A local path planning algorithm based on improved dynamic window approach

Abstract

In order to solve the problem that the traditional DWA algorithm cannot have both safety and speed because of the fixed parameters in the complex environment with many obstacles, a parameter adaptive DWA algorithm (PA-DWA) is proposed to improve the robot running speed on the premise of ensuring safety. Firstly, the velocity sampling space is optimized by the current pose of the mobile robot, and a criterion of environment complexity is proposed. Secondly, a parameter-adaptive method is presented to optimize the trajectory evaluation function. When the environment complexity is greater than a certain threshold, the minimum distance between the mobile robot and the obstacle is taken as the input, and the weight of the velocity parameter is adjusted according to the real-time obstacle information dynamically. The current velocity of the mobile robot is used as input to dynamically adjust the weight of the direction angle parameter.

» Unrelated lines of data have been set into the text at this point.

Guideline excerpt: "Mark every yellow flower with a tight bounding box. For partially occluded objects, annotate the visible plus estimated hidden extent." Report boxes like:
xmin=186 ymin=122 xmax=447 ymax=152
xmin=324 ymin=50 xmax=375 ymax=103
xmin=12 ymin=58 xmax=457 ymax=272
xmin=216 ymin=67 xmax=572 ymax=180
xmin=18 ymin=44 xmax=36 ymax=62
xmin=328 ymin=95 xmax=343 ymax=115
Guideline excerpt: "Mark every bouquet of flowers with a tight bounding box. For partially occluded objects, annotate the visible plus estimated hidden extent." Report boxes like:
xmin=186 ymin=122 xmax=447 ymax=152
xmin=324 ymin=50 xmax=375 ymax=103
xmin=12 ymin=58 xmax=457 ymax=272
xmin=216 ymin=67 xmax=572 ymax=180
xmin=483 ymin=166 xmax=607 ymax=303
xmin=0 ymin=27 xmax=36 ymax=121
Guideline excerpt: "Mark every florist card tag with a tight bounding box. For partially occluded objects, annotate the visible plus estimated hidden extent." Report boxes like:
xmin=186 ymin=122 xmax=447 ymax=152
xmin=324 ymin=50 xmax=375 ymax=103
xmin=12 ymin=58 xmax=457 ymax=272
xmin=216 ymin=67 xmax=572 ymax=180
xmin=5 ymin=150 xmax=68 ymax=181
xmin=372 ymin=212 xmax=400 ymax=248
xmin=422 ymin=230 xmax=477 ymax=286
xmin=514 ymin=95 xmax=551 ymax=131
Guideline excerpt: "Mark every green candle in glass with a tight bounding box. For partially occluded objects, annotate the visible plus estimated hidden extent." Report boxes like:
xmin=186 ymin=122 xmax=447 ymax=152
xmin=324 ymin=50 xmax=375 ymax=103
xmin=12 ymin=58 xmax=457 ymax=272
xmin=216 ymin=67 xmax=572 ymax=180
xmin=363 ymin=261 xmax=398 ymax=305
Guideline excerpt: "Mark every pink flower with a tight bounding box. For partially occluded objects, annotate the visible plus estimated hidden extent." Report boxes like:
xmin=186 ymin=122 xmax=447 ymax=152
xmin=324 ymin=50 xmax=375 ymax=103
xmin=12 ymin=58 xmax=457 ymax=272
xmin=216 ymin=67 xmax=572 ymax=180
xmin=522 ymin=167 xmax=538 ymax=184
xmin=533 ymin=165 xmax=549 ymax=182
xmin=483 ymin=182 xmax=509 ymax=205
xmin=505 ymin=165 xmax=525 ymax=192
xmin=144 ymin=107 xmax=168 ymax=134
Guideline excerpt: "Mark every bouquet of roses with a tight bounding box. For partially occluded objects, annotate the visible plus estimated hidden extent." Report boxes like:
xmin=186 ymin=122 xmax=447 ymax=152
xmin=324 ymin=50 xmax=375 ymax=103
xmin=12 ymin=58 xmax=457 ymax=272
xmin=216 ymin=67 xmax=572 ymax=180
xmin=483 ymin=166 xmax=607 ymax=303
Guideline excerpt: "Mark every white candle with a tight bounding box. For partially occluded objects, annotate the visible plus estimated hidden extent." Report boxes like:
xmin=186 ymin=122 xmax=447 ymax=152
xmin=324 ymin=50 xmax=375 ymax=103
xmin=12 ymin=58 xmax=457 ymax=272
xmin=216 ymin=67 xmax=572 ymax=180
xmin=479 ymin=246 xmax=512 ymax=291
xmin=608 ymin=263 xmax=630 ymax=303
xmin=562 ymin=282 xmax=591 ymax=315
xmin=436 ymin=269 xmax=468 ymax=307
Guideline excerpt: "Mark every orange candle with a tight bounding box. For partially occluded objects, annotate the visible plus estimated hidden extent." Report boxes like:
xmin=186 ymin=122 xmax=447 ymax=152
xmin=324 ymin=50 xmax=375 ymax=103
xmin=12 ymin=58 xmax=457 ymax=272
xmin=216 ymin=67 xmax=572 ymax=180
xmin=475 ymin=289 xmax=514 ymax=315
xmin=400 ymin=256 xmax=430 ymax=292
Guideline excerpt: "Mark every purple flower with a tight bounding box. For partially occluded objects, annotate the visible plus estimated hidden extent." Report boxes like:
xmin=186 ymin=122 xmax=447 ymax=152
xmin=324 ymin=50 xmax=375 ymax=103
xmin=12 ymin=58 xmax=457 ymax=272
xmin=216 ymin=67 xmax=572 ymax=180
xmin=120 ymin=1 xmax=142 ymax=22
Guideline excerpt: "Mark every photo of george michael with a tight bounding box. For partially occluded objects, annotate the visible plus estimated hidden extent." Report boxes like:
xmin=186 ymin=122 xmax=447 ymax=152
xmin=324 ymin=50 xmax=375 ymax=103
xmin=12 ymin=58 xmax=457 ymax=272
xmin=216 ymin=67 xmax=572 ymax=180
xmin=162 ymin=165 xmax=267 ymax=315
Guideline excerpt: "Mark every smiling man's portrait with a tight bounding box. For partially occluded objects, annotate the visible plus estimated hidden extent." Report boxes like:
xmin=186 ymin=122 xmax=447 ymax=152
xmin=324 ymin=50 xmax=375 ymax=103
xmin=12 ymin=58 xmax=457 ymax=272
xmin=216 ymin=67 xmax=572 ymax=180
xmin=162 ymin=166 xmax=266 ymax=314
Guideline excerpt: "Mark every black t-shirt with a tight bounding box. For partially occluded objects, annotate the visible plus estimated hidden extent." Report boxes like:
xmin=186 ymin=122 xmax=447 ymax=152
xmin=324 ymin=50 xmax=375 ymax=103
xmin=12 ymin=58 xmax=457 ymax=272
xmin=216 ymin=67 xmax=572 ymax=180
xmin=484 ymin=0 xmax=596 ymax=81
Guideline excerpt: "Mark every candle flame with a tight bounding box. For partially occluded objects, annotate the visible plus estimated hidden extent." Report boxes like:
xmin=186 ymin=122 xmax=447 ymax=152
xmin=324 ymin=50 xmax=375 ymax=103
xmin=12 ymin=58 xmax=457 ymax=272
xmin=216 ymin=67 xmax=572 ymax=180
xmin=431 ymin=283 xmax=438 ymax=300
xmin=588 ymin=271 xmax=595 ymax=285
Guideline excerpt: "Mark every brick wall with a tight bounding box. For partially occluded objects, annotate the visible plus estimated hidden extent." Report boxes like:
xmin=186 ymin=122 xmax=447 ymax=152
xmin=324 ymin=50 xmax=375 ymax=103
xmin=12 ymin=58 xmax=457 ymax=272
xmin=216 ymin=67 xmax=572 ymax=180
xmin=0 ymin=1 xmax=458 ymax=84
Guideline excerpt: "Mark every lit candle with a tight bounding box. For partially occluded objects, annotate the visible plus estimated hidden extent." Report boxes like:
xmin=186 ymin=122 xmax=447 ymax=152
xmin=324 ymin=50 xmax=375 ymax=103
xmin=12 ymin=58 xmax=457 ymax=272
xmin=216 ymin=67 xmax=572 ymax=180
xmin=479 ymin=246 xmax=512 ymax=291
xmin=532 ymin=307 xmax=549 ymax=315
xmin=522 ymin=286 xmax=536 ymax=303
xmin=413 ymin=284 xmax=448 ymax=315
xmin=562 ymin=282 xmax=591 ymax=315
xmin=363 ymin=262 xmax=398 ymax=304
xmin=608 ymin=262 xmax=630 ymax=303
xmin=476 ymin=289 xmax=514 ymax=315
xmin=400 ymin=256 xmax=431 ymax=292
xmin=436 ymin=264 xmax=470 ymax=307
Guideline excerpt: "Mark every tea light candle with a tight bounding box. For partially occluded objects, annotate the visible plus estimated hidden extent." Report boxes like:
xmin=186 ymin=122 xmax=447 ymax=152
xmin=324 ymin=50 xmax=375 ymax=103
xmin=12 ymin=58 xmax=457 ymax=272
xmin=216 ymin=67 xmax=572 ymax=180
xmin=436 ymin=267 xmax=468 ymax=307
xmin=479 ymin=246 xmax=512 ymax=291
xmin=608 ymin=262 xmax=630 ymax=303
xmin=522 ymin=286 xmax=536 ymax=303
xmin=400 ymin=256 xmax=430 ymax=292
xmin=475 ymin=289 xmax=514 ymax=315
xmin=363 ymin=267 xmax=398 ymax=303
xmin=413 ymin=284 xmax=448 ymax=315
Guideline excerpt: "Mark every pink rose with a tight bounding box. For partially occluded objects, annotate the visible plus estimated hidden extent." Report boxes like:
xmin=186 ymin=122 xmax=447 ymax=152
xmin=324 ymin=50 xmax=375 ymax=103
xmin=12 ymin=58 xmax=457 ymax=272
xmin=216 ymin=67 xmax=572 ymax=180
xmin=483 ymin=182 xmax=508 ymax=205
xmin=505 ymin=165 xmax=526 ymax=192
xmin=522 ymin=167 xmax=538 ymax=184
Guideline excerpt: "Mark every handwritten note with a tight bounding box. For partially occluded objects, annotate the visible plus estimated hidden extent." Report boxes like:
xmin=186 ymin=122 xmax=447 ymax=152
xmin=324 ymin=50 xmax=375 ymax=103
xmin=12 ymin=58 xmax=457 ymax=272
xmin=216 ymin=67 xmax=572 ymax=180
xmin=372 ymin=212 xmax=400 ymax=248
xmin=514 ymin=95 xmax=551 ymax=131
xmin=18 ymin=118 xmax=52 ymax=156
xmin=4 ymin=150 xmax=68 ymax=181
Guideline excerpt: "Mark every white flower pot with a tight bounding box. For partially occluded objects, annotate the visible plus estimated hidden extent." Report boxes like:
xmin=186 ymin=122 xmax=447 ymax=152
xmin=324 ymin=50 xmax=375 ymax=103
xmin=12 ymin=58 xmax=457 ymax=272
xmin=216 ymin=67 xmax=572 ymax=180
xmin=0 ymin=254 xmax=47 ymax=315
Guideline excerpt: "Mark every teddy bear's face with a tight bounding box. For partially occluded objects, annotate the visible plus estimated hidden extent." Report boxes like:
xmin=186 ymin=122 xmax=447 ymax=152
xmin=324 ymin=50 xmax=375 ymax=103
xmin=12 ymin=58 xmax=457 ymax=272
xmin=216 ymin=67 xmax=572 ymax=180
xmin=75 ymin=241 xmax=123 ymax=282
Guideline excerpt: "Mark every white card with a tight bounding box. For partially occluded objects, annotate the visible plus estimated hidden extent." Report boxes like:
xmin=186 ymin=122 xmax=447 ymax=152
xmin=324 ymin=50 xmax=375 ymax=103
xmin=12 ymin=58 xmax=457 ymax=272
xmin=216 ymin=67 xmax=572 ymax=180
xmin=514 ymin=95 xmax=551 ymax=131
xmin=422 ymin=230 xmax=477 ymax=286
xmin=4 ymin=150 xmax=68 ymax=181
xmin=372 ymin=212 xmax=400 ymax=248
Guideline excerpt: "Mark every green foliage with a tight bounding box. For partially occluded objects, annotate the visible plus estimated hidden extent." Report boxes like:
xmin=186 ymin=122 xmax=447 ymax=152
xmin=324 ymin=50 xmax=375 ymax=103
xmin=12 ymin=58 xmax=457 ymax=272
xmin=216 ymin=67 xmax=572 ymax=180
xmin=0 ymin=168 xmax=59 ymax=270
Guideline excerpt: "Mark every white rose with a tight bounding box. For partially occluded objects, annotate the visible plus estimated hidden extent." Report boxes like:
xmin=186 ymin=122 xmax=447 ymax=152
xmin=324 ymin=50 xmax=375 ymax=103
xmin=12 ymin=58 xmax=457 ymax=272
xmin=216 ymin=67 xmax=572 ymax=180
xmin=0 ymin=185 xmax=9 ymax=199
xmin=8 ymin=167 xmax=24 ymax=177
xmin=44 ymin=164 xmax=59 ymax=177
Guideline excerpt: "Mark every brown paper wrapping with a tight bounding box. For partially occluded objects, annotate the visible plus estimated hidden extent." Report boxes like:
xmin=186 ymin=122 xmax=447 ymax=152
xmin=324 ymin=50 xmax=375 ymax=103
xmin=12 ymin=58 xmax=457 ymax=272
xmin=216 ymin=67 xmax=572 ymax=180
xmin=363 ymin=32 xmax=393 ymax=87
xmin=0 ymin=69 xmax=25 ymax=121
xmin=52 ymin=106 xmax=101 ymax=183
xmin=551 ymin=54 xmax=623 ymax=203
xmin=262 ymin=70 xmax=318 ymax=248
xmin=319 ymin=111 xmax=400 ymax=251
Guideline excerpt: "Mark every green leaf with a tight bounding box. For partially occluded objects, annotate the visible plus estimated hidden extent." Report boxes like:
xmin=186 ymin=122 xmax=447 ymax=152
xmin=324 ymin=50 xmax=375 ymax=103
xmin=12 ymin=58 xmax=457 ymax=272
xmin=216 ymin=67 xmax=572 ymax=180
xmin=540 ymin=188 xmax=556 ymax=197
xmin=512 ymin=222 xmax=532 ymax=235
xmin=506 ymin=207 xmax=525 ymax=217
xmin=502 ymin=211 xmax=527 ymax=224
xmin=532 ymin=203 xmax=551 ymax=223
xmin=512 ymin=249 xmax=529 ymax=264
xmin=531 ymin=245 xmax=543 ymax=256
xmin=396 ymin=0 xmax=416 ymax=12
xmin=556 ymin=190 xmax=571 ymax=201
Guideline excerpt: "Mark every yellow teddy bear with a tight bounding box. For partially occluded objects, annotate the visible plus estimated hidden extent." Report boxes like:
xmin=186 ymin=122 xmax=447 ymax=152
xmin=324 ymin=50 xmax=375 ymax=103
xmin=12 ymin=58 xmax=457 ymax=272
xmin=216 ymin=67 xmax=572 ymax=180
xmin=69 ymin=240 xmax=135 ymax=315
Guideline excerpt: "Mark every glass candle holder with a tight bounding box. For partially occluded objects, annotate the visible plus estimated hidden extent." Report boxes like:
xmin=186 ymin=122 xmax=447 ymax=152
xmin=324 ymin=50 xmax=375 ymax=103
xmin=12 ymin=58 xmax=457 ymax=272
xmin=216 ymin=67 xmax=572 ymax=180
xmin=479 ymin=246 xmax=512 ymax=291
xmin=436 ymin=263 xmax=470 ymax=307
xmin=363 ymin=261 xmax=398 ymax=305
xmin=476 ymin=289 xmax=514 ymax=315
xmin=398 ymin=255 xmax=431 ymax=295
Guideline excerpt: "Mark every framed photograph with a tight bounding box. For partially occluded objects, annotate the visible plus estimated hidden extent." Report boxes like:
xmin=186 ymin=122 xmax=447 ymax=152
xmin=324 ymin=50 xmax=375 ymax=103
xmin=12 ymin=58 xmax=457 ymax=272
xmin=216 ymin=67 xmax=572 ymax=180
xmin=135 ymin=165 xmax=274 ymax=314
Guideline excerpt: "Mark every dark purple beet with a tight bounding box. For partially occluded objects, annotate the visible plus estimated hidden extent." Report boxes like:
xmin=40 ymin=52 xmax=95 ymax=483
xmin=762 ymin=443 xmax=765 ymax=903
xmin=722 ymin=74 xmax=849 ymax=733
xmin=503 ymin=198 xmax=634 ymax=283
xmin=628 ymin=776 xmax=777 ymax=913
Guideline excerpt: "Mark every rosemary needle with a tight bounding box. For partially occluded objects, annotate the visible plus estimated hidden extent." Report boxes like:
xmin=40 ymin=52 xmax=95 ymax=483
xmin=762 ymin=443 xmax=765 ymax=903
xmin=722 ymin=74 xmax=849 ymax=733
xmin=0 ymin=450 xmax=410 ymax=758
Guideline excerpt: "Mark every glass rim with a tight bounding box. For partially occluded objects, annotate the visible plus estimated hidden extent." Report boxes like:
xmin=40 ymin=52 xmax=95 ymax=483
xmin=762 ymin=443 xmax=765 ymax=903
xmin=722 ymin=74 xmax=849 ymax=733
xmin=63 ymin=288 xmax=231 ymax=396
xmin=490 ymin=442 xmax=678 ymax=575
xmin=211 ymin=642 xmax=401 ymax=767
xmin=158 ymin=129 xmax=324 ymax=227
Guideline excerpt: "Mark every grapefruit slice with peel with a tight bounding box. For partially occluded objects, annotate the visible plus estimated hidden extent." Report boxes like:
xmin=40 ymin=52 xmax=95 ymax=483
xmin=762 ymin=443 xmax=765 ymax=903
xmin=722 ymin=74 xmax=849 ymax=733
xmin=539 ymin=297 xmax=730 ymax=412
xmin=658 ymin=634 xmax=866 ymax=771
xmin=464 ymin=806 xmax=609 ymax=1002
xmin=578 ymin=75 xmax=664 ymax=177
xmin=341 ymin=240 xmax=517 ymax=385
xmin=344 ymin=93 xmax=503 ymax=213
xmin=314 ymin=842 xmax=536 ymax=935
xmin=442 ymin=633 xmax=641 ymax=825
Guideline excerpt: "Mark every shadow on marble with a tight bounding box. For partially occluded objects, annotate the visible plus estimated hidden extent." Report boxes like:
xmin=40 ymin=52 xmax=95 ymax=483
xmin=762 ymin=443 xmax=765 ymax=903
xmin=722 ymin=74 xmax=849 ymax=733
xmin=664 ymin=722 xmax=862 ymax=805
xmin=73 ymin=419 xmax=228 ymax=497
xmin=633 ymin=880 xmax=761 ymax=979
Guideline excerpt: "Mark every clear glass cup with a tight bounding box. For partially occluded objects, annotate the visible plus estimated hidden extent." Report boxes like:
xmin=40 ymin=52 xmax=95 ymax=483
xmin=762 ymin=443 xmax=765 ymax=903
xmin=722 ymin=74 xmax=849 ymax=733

In the Matlab simulation, the total time consumption of PA-DWA is reduced by 47.08% in the static obstacle environment and 39.09% in the dynamic obstacle environment. In Gazebo physical simulation experiment, the total time of PA-DWA was reduced by 26.63% in the case of dynamic obstacles. The experimental results show that PA-DWA can significantly reduce the total time of the robot under the premise of ensuring safety.